No dia 30 de julho de 2014, o Banco Espírito Santo (BES) anuncia um prejuízo de 3,6 mil milhões de euros no exercício do primeiro semestre de 2014, reflexo de uma gestão gravemente danosa e violadora de normas básicas da actividade bancária.
Os prejuízos atingiram um valor largamente superior à almofada de segurança de capital que o banco dispunha. O BES, com cerca de 20% de quota de mercado, entrou numa situação de risco de incumprimento das suas obrigações a curto prazo. A perda da licença bancária era praticamente inevitável.
O governo PSD/CDS-PP optou por uma medida de resolução que criou o Novo Banco (NB), o chamado “banco bom”, com os ativos considerados não tóxicos do BES e uma injeção de 4,9 mil milhões de euros de fundos públicos com vista à sua posterior alienação a privados, como veio a acontecer.
Após as eleições de 2015, o governo PS recusou a possibilidade de nacionalização e manteve a estratégia anterior de venda do NB a privados. O banco é salvo da liquidação, com dinheiro público, e o processo de venda conduz à sua entrega à Lone Star. Para que o negócio se consumasse, a Lone Star, um fundo abutre norte americano, exigiu ao Estado português uma contragarantia pública de 3,9 mil milhões de euros.
À custa dos contribuintes portugueses, a Lone Star fez um negócio sem riscos, passou a ter 100% do controlo do banco, com o único compromisso de injectar mil milhões no NB (não se sabe se injetou ou não). O objetivo é vir a vender o Novo Banco logo que as condições de mercado lhe sejam favoráveis, mesmo que isso implique a falência de empresas dependentes do financiamento do ex-BES e de milhares de despedimentos.
Antes da entrega à Lone Star, o Novo Banco valeria em termos contabilísticos cerca de 5 mil milhões de euros. Acresce à injeção inicial de 4,9 mil milhões de euros, a garantia pública de 3,9 mil milhões, num total de 8,8 mil milhões de euros de fundos públicos que passaram a ser inteiramente controlados pelo fundo abutre norte americano.
O interesse público está claramente em causa em todo este processo.
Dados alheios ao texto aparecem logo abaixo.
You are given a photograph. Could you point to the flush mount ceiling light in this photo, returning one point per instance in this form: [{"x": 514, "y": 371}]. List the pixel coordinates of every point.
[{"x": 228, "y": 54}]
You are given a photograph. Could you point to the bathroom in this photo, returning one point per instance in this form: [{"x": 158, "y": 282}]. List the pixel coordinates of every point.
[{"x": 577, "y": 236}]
O Governo tem dito que foi a “solução menos má”, argumentando que no caso de nacionalização teria de ser o Estado a arcar com todas as responsabilidades.
De facto, o Estado já está a arcar com todas as responsabilidades. Com a agravante de ter perdido totalmente o controlo de 8,8 mil milhões de euros de fundos públicos, que serão completamente executados pela Lone Star e que servirão para realização de lucros numa futura venda do NB. O Estado perde o dinheiro e a possibilidade de gerir um banco importante para a economia nacional.
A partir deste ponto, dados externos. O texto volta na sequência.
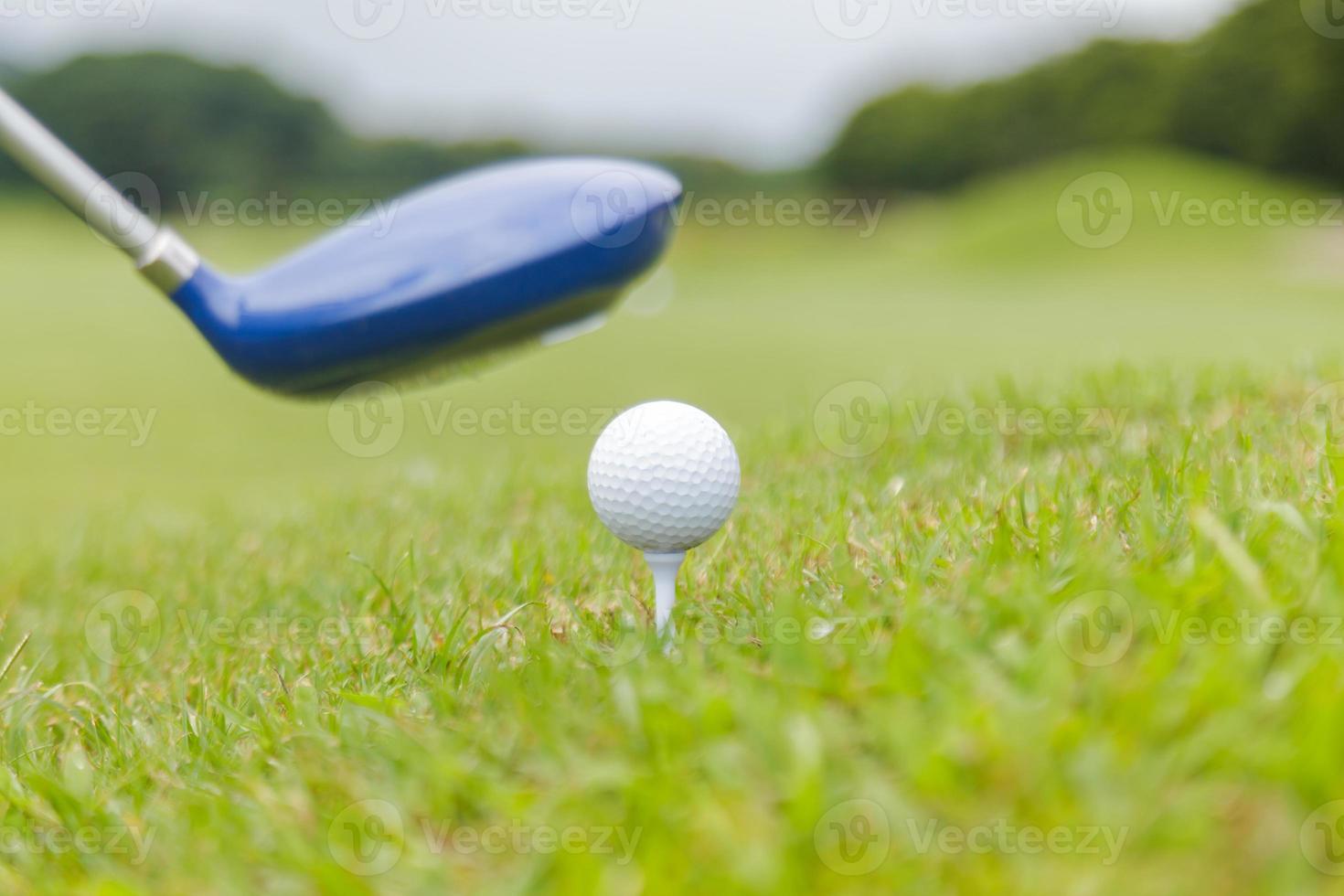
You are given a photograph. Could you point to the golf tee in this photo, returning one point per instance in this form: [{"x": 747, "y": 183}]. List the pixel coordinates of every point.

Há quem argumente que a nacionalização poderia originar um contencioso com a UE. É previsível que Bruxelas reagisse, como reagiu com o aumento do salário mínimo nacional, com a recapitalização da CGD ou com a nacionalização do banco Monte dei Paschi di Siena, em Itália, que acabou por ser concretizada. Contudo, a nacionalização está prevista na própria diretiva europeia sobre resolução e recuperação bancária, quando há perdas significativas, como aconteceu com o BES. Se a defesa do interesse público nacional exige esse confronto, o Estado português não lhe pode fugir e deve preparar-se para o fazer.
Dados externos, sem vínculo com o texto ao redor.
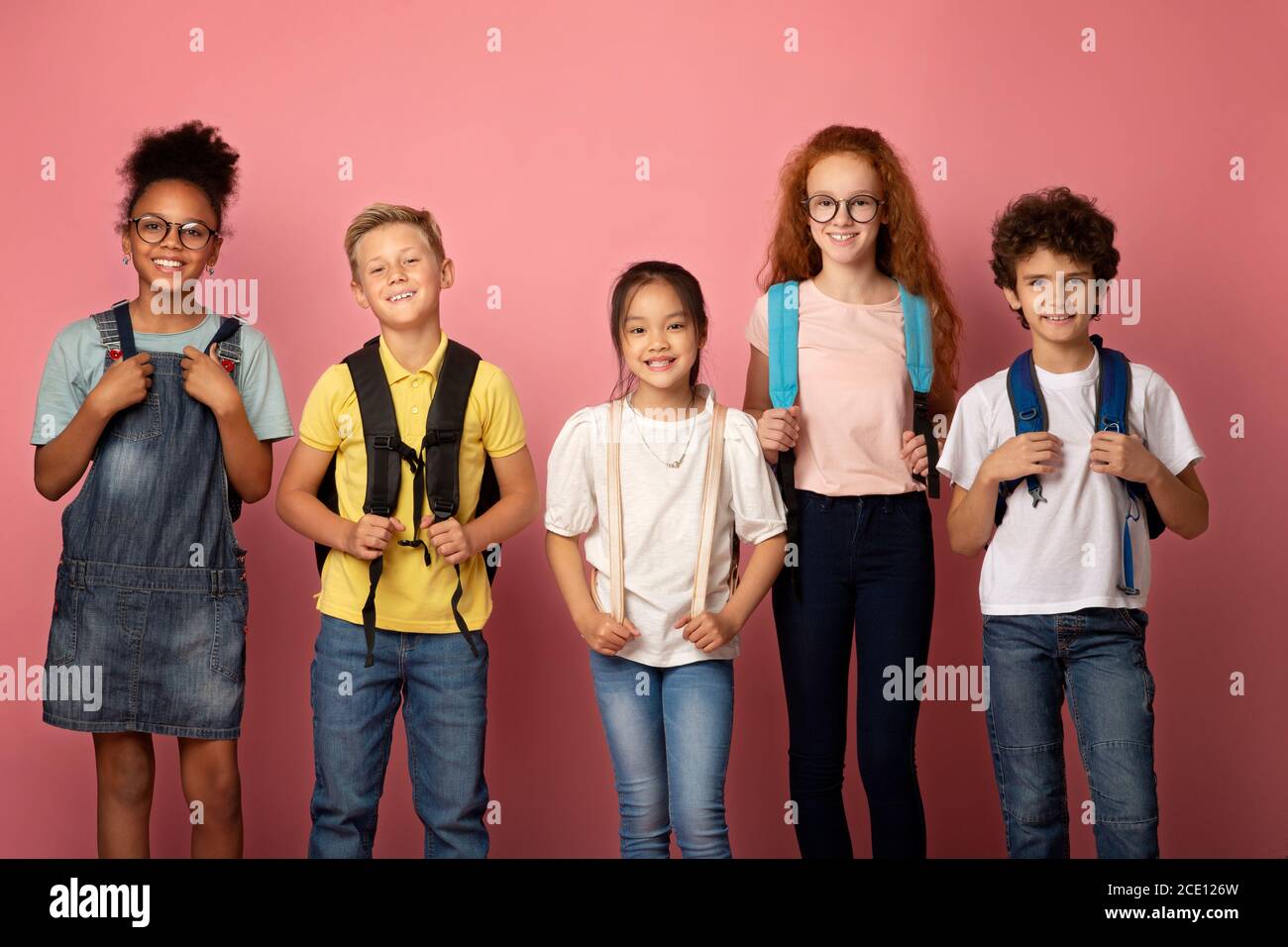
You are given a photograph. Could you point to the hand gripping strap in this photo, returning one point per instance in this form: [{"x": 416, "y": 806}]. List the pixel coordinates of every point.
[{"x": 919, "y": 359}]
Do governador do Banco de Portugal já nada se espera. Governo e Presidente da República fizeram em conjunto o caminho que desembocou nesta situação penalizadora dos contribuintes. Colocar fundos públicos a suportar o negócio privado de um fundo abutre norte-americano é insustentável. Cabe à Assembleia da República assegurar a defesa do interesse público, colocar cobro a esta sangria de recursos públicos para a banca privada, com evidente prejuízo para as contas públicas e para a economia do país.
A Assembleia da República tem a obrigação de aprovar um Projeto Lei que, por via de nacionalização, assegure o controlo público da estrutura acionista do Novo Banco, nos termos do Regime Jurídico de Apropriação Pública, no sentido de salvaguardar o interesse público nacional.